Dari rumah yang sederhana, Aisyah memulai hidupnya bersama Rasulullah ﷺ, kehidupan yang akan senantiasa menjadi fokus pembicaraan sejarah.
Rumah tangga adalah tugas pertama seorang wanita. Di antara tujuan paling besar seorang wanita di dunia ini adalah menjadi istri lalu menjadi ibu, tidak ada sesuatu pun yang bisa menggantikannya sekalipun dia meraih harta sepenuh jagad raya, sekalipun menggapai kemuliaan setinggi langit, sekalipun meraih kedudukan dan ilmu yang membuat manusia iri kepadanya, semua itu tidak bisa menggantikan rumah tangga dan tidak bisa menghapus kecenderungannya kepadanya. Bagaimana seorang wanita bisa berbahagia saat dia mencampakkan fitrah yang dia diciptakan di atasnya?
Manakala harta dunia datang melimpah kepada kaum Muslimin, seseorang memberi Aisyah 100 ribu dirham yang saat itu sedang berpuasa, maka dia langsung membagi-bagikannya, padahal di rumahnya tidak ada sesuatu. Saat sore tiba, Aisyah berkata kepada pelayannya, "Pelayan, siapkan hidangan berbuka untukku." Maka dia menyiapkan roti dan minyak. Pelayan berkata, "Mengapa engkau tidak menyisakan satu dirham dari apa yang engkau bagi hari ini untuk membeli daging untuk makanan berbuka kita?" Aisyah menjawab, "Jangan menyalahkanku, seandainya kamu mengingatkanku, niscaya aku melakukannya."

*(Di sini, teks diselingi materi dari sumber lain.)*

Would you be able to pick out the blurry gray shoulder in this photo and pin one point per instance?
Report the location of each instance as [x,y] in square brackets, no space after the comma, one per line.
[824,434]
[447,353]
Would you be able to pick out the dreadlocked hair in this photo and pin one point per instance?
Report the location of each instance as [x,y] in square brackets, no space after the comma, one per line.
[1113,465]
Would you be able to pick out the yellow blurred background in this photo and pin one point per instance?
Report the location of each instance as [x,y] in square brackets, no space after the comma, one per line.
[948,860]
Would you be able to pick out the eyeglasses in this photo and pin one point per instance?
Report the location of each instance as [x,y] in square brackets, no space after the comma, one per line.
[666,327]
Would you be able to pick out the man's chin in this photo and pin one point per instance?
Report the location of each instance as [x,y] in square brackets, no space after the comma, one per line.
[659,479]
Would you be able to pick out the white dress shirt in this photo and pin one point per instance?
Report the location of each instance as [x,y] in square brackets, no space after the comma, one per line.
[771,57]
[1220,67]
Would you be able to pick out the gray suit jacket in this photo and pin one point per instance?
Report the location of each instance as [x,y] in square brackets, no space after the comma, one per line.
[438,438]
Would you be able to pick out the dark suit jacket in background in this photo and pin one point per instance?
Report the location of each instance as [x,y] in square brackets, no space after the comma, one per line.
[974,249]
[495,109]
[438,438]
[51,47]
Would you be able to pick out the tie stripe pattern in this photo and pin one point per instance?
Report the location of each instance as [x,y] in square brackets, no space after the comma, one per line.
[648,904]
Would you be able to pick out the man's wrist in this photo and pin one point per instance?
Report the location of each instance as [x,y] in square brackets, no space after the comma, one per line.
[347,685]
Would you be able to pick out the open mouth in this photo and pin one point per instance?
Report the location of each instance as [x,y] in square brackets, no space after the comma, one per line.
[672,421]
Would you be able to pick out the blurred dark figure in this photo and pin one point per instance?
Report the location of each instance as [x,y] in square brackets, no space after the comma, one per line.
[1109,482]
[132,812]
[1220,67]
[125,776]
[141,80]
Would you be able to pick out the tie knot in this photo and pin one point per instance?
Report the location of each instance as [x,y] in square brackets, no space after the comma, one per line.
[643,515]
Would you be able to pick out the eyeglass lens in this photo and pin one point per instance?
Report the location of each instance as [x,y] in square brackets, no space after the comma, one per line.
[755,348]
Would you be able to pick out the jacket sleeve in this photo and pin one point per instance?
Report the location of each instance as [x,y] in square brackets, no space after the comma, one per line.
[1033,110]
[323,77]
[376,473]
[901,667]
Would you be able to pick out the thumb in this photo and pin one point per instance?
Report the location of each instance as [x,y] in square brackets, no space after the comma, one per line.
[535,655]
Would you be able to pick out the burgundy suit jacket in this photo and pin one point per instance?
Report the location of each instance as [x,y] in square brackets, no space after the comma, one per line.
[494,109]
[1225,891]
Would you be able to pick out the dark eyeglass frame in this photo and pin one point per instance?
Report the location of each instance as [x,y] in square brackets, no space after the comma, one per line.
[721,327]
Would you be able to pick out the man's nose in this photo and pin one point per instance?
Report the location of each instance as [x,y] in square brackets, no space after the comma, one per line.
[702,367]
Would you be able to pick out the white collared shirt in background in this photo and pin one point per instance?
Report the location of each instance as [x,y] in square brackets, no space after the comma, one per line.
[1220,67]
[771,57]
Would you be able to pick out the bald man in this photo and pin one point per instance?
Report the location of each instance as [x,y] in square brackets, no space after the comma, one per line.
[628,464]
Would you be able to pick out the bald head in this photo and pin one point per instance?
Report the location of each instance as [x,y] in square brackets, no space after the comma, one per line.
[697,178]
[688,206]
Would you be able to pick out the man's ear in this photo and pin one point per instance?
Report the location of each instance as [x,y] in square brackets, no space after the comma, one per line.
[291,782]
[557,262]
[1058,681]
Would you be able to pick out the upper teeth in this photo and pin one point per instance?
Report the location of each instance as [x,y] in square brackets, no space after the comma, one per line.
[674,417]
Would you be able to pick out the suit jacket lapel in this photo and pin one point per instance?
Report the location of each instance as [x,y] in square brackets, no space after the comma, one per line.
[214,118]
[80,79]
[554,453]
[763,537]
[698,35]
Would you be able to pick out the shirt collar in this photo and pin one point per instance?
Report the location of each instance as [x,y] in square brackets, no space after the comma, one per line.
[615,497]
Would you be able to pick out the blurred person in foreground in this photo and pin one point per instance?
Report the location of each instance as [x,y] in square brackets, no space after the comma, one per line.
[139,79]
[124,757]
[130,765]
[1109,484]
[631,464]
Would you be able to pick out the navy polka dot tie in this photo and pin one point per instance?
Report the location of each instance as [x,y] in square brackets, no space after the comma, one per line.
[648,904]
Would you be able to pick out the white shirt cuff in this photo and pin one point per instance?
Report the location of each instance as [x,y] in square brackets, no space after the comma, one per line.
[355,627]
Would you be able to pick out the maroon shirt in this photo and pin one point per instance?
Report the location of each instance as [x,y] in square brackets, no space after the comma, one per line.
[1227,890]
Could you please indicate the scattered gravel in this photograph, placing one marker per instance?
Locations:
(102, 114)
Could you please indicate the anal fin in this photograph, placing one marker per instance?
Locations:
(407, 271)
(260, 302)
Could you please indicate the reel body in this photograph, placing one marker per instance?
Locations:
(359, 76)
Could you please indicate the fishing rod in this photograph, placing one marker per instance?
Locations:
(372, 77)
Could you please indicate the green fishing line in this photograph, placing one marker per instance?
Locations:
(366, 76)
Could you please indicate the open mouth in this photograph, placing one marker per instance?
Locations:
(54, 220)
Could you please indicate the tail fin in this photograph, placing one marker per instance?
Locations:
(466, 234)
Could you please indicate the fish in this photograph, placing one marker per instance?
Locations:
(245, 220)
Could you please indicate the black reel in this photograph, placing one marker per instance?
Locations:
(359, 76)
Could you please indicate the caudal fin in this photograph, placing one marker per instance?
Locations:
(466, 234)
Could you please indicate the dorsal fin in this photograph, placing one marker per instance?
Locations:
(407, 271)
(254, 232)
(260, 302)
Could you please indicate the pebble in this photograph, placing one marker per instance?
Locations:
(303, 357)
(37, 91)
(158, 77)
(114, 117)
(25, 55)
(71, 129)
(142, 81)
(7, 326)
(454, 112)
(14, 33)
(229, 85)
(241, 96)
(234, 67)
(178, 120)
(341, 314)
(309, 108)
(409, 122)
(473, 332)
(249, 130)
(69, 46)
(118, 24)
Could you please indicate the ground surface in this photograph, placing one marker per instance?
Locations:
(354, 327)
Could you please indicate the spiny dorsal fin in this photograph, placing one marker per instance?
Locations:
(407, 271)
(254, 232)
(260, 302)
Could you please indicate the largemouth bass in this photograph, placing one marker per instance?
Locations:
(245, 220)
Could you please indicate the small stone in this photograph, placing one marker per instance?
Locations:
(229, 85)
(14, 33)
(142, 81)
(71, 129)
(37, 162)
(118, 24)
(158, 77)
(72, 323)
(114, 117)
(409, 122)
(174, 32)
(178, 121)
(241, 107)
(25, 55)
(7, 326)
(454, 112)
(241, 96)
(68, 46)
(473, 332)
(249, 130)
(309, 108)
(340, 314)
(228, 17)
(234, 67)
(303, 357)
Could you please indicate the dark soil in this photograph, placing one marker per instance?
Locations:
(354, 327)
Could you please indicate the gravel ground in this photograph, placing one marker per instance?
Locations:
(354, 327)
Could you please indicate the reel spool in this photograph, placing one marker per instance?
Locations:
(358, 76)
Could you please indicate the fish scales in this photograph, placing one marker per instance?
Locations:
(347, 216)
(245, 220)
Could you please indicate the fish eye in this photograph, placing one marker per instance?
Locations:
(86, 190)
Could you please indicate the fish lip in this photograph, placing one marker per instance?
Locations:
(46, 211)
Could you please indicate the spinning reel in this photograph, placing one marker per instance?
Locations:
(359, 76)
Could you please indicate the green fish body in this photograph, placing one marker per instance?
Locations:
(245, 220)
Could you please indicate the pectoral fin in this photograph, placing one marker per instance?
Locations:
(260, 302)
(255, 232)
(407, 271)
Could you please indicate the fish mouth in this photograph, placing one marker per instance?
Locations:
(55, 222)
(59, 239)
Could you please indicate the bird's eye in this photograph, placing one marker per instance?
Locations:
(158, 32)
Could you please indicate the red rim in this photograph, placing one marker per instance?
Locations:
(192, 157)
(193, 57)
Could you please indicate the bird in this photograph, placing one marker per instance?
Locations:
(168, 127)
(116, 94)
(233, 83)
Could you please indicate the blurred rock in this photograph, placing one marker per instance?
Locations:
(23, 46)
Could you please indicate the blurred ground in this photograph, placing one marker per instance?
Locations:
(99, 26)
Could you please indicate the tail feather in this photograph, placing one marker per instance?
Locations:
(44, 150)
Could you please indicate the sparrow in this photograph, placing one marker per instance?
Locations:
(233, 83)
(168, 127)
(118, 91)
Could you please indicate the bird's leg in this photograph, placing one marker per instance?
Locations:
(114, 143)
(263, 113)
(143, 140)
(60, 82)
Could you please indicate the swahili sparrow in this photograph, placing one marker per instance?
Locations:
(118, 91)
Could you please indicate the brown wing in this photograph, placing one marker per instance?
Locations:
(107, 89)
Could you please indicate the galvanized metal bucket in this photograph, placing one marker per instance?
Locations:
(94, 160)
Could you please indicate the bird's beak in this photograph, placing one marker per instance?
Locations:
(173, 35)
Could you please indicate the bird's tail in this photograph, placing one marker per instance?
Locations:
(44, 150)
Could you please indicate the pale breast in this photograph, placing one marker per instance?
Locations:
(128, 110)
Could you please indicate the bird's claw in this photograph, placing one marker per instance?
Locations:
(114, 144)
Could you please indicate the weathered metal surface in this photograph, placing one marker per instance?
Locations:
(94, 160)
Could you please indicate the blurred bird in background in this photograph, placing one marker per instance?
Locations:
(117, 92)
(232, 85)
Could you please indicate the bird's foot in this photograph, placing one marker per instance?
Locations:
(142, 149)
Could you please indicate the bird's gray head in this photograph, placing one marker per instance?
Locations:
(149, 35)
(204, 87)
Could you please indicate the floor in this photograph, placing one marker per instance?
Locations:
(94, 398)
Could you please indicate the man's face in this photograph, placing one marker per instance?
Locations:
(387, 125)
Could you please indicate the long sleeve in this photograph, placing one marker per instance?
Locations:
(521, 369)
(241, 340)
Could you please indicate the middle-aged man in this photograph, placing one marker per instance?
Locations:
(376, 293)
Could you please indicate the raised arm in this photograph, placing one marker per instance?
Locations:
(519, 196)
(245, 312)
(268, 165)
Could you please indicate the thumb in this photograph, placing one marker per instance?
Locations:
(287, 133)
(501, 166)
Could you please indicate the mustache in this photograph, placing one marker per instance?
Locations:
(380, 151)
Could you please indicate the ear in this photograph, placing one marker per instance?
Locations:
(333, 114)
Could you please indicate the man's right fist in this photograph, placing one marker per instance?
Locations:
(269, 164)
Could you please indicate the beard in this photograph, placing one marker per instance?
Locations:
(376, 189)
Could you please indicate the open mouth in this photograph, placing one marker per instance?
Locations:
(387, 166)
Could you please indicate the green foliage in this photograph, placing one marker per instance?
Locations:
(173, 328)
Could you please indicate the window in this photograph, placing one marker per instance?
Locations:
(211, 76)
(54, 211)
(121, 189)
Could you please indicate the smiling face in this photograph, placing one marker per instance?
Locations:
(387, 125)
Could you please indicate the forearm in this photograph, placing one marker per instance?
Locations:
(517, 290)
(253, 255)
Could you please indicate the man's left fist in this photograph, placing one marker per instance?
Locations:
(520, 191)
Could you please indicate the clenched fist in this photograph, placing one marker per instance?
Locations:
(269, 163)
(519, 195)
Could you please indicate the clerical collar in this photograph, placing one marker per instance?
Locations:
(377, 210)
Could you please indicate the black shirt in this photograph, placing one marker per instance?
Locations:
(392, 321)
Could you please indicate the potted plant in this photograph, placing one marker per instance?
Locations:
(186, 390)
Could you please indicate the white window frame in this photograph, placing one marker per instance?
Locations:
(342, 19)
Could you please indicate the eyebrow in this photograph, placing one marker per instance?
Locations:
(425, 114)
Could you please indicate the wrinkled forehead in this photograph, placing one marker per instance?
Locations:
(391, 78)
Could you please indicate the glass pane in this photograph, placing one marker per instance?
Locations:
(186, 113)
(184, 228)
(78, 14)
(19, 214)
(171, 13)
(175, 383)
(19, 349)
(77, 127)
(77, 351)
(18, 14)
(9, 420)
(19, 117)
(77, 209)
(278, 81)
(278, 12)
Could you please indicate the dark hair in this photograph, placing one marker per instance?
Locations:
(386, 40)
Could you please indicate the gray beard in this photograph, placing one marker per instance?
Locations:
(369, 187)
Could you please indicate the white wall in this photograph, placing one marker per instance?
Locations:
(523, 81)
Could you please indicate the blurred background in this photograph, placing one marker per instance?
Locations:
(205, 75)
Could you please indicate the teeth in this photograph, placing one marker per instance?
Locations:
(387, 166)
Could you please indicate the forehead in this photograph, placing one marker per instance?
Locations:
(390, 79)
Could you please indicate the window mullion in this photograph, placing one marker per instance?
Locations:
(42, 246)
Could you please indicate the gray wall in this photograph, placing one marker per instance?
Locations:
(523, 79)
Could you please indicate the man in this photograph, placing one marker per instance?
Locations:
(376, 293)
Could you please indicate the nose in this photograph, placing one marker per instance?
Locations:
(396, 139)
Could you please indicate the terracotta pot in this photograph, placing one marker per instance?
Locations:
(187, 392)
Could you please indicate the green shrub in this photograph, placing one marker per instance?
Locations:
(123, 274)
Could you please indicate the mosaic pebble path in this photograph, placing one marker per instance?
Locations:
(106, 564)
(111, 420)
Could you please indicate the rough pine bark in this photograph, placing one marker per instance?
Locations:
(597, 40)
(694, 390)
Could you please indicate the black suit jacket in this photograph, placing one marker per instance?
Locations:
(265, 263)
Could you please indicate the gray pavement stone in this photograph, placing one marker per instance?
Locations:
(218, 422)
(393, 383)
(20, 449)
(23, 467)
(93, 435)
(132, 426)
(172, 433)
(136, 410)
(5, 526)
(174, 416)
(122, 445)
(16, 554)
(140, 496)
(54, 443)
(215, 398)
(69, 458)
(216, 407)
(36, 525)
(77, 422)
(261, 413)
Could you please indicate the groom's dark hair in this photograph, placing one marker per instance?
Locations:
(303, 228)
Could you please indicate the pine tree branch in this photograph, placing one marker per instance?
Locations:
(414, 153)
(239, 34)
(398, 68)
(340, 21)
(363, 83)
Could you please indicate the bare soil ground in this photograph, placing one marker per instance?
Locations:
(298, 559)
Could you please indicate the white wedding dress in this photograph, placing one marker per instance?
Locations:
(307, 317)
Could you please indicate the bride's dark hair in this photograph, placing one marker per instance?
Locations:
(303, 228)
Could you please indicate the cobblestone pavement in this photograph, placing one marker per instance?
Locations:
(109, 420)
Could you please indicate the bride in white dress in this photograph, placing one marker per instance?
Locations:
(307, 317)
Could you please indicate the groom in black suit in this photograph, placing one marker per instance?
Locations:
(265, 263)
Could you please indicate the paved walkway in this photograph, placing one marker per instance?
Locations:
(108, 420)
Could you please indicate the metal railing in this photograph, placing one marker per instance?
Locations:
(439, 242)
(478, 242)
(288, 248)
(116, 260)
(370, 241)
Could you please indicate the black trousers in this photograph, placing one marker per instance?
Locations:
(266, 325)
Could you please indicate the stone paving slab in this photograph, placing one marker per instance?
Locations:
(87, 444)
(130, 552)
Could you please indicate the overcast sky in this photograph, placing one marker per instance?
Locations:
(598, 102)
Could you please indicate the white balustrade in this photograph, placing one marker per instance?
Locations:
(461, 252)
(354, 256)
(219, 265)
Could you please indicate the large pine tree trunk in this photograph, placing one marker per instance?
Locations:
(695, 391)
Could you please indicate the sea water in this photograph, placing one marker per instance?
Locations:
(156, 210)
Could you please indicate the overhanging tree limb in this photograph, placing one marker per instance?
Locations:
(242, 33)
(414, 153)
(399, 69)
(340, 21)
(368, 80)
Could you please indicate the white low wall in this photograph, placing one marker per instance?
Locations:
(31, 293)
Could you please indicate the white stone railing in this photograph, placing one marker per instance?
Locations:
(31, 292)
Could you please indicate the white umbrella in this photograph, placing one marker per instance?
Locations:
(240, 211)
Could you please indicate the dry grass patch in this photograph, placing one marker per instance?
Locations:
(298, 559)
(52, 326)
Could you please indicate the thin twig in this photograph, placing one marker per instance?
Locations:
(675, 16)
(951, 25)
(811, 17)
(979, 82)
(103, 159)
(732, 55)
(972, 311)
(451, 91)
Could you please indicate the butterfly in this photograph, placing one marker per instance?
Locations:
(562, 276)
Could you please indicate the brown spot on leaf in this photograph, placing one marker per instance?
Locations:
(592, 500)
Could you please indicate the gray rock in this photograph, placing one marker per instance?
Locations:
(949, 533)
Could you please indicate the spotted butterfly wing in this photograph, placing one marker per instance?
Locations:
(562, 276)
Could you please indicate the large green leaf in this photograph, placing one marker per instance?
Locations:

Dari Tamim bin Salamah, dari Urwah, dia berkata, "Aku melihat Aisyah membagikan 70 ribu dirham, dan dia masih saja menambal kantong jubahnya."
Sebagai istri, Aisyah sangat perhatian dalam menimba ilmu dari Rasulullah ﷺ, maka dia mencapai level di bidang ilmu dan kefasihan kata-kata yang membuatnya kapabel menduduki kursi pendidik orang-orang besar dan rujukan bagi mereka dalam hadits dan fikih. Imam az-Zuhri berkata, "Seandainya ilmu Aisyah disandingkan di sisi ilmu semua kaum wanita, niscaya ilmu Aisyah lebih utama."
Hisyam bin Urwah berkata dari bapaknya, "Sungguh aku telah menyertai Aisyah, aku tidak pernah melihat seseorang yang lebih mengetahui tentang sebuah ayat yang diturunkan, kewajiban, as-Sunnah, syair, lebih banyak riwayatnya tentang syair, kejadian dari kejadian-kejadian bangsa Arab, nasab, bidang ini, bidang itu, peradilan, dan pengobatan dibandingkan dia." Dia bertanya kepada Aisyah, "Bibi, dari mana engkau mengetahui pengobatan?" Dia menjawab, "Aku pernah sakit, lalu tabib memberikan resep obat ke padaku, lalu ada orang sakit, lalu tabib memberikan resep obat ke padanya, aku juga mendengar sebagian orang memberikan resep obat kepada sebagian lainnya, aku mengingatnya."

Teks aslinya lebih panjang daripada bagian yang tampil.